Public to Private, Public to Public or Private to Private architecture

This Load Balancer can be used in three architecture types, namely Public to Private, Public to Public or Private to Private. When handling public traffic, Gateway and Floating IP are required.

Redirect traffic to Public Cloud instances, Bare Metal servers or Hosted Private Cloud

Integrated in vRack Private Network, the Public Cloud Load Balancer can redirect traffic to any host connected to the same VLAN even if they belong to another product universe.

Simplified management

Choose the tool that suits you for administration of your Load Balancer: OpenStack Horizon UI or API.

Predictible pay-as-you-go pricing model

Our pricing structure is predictible as you only pay while using the product. There are no ingress or egress fees charged for traffic.

Public cloud prices

Load Balancer billing

Load Balancer is billed upon usage, on an hourly basis.
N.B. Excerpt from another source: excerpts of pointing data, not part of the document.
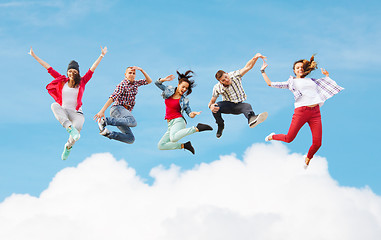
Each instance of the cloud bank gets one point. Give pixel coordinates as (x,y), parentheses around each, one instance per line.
(267,195)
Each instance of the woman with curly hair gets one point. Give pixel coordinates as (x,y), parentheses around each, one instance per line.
(309,94)
(176,103)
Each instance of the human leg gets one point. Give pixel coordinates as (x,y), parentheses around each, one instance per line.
(178,130)
(77,119)
(316,130)
(62,115)
(120,116)
(123,119)
(166,144)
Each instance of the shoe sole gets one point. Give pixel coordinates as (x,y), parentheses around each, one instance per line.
(261,118)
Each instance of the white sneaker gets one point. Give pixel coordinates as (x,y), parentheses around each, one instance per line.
(259,119)
(267,139)
(105,132)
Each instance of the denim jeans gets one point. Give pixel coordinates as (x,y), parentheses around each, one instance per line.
(123,120)
(68,118)
(227,107)
(176,131)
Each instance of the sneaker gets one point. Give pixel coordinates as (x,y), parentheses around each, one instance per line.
(203,127)
(73,132)
(188,146)
(219,130)
(66,152)
(267,139)
(105,132)
(255,120)
(101,124)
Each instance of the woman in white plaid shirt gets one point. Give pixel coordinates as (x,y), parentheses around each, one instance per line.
(309,95)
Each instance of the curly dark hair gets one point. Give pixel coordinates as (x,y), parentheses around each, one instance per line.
(308,66)
(185,77)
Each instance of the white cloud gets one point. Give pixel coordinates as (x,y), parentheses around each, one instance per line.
(268,195)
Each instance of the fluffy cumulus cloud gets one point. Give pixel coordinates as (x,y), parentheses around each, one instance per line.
(266,195)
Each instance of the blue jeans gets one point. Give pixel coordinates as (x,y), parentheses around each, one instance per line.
(227,107)
(122,119)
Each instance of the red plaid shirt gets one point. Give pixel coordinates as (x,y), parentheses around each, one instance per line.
(125,93)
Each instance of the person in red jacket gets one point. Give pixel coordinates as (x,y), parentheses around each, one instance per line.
(67,93)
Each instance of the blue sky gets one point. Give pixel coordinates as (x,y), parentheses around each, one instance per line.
(165,36)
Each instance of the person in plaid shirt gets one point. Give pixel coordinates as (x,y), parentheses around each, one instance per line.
(309,95)
(123,101)
(233,96)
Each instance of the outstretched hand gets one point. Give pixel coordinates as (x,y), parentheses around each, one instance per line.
(137,68)
(167,78)
(104,50)
(325,72)
(258,55)
(193,114)
(264,65)
(214,108)
(31,52)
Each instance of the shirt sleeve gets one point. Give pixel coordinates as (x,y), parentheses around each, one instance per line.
(87,76)
(53,73)
(118,91)
(141,82)
(236,75)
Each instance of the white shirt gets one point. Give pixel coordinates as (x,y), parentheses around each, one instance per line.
(308,89)
(69,97)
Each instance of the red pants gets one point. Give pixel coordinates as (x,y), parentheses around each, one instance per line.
(302,115)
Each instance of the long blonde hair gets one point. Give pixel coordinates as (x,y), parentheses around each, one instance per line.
(308,66)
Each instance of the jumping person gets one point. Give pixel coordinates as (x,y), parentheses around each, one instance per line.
(67,93)
(233,96)
(123,102)
(176,103)
(309,95)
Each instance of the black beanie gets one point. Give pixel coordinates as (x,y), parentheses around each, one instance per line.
(73,65)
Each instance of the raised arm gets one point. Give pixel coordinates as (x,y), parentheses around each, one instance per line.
(96,63)
(264,75)
(42,62)
(159,83)
(324,72)
(147,77)
(250,64)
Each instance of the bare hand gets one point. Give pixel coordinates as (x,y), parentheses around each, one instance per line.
(214,108)
(168,78)
(264,65)
(99,116)
(258,55)
(193,114)
(325,72)
(31,51)
(104,50)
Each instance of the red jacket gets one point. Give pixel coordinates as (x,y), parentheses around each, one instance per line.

The service is available in three plans, depending on your traffic profile: Small, Medium, and Large.

FAQ

What is Layer-7 HTTP(S) load balancing?

This describes the way to transport the application layer (ie: the web traffic) from a source, to backend servers through a loadbalancing component which can apply different advanced traffic routing policies. These policies includes the use of http cookies, proxy-protocol support, different methods of load distribution between the backends, https use and offloading

Why is my Load Balancer spawned per-region?

The availability of Public Cloud solutions depends on OpenStack regions. Each region has its own OpenStack platform, which provides it with its own computing, storage, network resources, etc. You can find out more about regional availability here.

What protocols can I use with my Load Balancer?

The supported protocols are - at the launch of the product, with version : TCP, HTTP, HTTPS, TERMINATED_HTTPS, UDP, SCTP and HTTP/2.

How does Load Balancer verify which hosts are healthy?

Load Balancer uses healthmonitor to check if backend services are alive. You can configure a number of protocols for that purpose, including (but not limited to) HTTP, TLS, TCP, UDP, SCTP and PING.

I have my own SSL certificate, can I use it?

Yes, of course. You can either use the OVHcloud Customer Control Panel to upload your own SSL certificate to be used with Load Balancer, or you can perform this operation using the OVHcloud API if you have require this action to be automated.

I don't know how to generate an SSL certificate, how can I use HTTPS LBaaS?

That's not an issue! Through the OVHcloud Customer Control Panel, you're able to create and generate your own Let's Encrypt SSL DV certificate, and use it with your LoadBalancer, making your deployment easy. The Let's Encrypt SSL DV certificate is included within in the price of the Load Balancer at no additional charge.

What is a load balancer in the Cloud ?

A cloud Load Balancer is a load balancing system that is fully managed in the cloud, which can be quickly instantiated, configured via API and has very high availability. A typical feature of a cloud Load Balancer is pay-per-use billing. This means that you only pay for what you use.

What is the difference between Load Balancer for Kubernetes and Load Balancer?

Load Balancer for Kubernetes works for our Managed Kubernetes offer only. It delivers an interface that is directly compatible with Kubernetes. This means you can easily control your Load Balancer for Kubernetes, with native tools.

Load Balancer is built upon Openstack Octavia, and can be deployed within your Public Cloud project, leveraging  the Openstack API, enabling automation through tool like Terraform, Ansible, or Salt. Load Balancer is planned to support Kubernetes and we will keep you updated about its availability.